Come mai? Il lavoro sistematico per nascondere o distruggere le prove storiche tra i popoli colonizzati è una parte inseparabile del successo coloniale russo. Dopo il 24 febbraio 2022, i russi occuparono il mio villaggio natale nella regione di Zaporizhzhia. Una delle prime cose che fecero fu quella di saccheggiare gli archivi e le biblioteche locali e di sequestrare e bruciare tutto ciò che vi trovavano in lingua ucraina. Hanno persino distrutto deliberatamente gli album di foto di famiglia in alcune case locali.

La politica russa di riscrivere la storia e distruggere le fonti autentiche che contraddicono l’ideologia del dominio russo sulla civiltà è rimasta invariata per secoli e attraverso diversi regimi.

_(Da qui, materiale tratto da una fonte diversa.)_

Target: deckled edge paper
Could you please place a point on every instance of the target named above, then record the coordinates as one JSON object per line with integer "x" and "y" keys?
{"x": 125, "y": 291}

E quando la tua identità indigena viene cancellata, è molto più facile per l’impero dire chi sei, da dove vieni e quale sarà il tuo destino.

Dalla conoscenza alla giustizia. Cosa c’è dopo?

La resistenza degli ucraini ispira ora tutti coloro che conoscono intimamente il colonialismo russo: dalla Cechia al Kirghizistan. Se l’Ucraina cade, questo ciclo infinito di terrorismo coloniale continuerà. La Russia invaderà altri Paesi, ruberà altre terre, cancellerà altre voci indigene. Pertanto, l’Ucraina, cacciando l’impero dal suo territorio, ha e avrà l’impatto più sostanziale sulla possibilità che tutte queste storie sulla liberazione, la fine dell’impero e la decolonizzazione abbiano un futuro.

Il modo migliore per porre fine all’impero è sostenere le forze armate ucraine. In tutte le mie conversazioni sul colonialismo russo, sottolineo che tutto il lavoro fatto per smascherare l’impero coloniale russo non avrà senso se l’Ucraina non riceverà abbastanza armi.

Ciò che viene dopo è il lavoro sull’esame di coscienza e sulla centralità della voce dei sopravvissuti, non di quella dell’abusante.

Sono un autore che pratica un giornalismo empatico e incentrato sulla giustizia. Perciò, per amore di completezza, il lavoro di spiegazione e di esposizione della cultura del colonialismo russo doveva essere profondamente personale per me. Nel mio albero genealogico ci sono infinite lacune, perché molti dei miei antenati sono stati uccisi, rapiti o deportati dai colonizzatori russi. Per tutta la vita ho lottato contro una grave confusione di identità, in cui non si può sapere molto delle proprie radici e quel poco che si sa è stato condizionato a disprezzarle. Riconnettermi con la mia ucrainità ha richiesto serie capacità di giornalismo investigativo. Ma una volta intrapreso quel viaggio, ho iniziato a capire che non si trattava né di un incidente né di una storia individuale, ma di un disegno più ampio di schiavitù e russificazione che mirava a cancellare la mia identità. E quando la tua identità indigena viene cancellata, è molto più facile per l’impero dire chi sei, da dove vieni e quale sarà il tuo destino.

“Che cosa è autentico nella vostra identità e nella vostra visione del mondo e che cosa è imposto da un colonizzatore?”. Non possiamo sempre trovare una risposta chiara; la decolonizzazione può durare tutta la vita. Ma è fondamentale iniziare questo percorso educativo, sia per i sopravvissuti che per coloro che sono impegnati a porre fine a tutte le forme di imperialismo e colonialismo.

Quando si apre la guida “Colonialismo russo 101”, la prima pagina riporta una sola frase “L’Impero cadrà”. Avevo bisogno di iniziare il libro con la speranza nei momenti più bui. Ma è anche un dato di fatto. Tutti gli imperi crollano. Attraverso la conoscenza, la giustizia e la sconfitta militare, questo accadrà anche alla Russia. Una Russia divisa, disarmata e decolonizzata è l’unico piano di pace che possa funzionare.